How Modular can Software be?

I am quite obsessed with modular software. Dreaming of the day when I can call into all different kinds of languages and simply use them. Using one library written in Java and calling it in Lua is not that easy. It all comes down to writing wrappers of some sort. Anything but ergonomic.

To make something modular we need to create a stable interface and the modular should have only small transient dependencies.

The Monkey Pawn

Monkey Pawn Meme

Communication of every form has some overhead. This is true for the natural world as well as for computation. Because of different calling conventions even if multiple programming languages are natively compiled to a shared library and are just assembly code they still can’t interact with each other.

More problems occur when shared libraries need a runtime to be present. In a C# library where one function returns a string who owns that string? The creator or user? In essences, it’s about who owns the memory. Of course, we could just do copies left and right.

This brings us to the next major problem.

Latency

It’s all about latency. Doing copies destroys caches results in load instructions and even the most simply operation like adding two numbers would mostly spend not doing calculations but instead doing loads.

A load instruction takes around ~150 cycles. Now imagine have two load instructions each taking 150 cycles and the actual add instruction just one cycle. That’s an astonish ratio of 1/300. Now image the data needs to travel over the network.

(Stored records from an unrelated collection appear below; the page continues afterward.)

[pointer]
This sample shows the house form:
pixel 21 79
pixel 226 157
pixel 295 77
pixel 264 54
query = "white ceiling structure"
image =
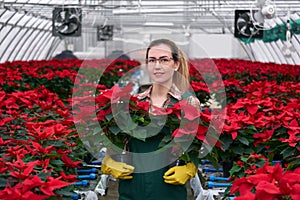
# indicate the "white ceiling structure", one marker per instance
pixel 29 23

Frequently used data needs to be locally close. So using multiple languages in a module/component is out of the question. But using multiple languages in a system is much more “viable”. It all comes down to the question of how much latency you can endure.

The Future

One day my programming environment will, by default have all the distributed computing goodies found in Erlang/Elixir ready to be used by any language and much of the communication overhead is reduced.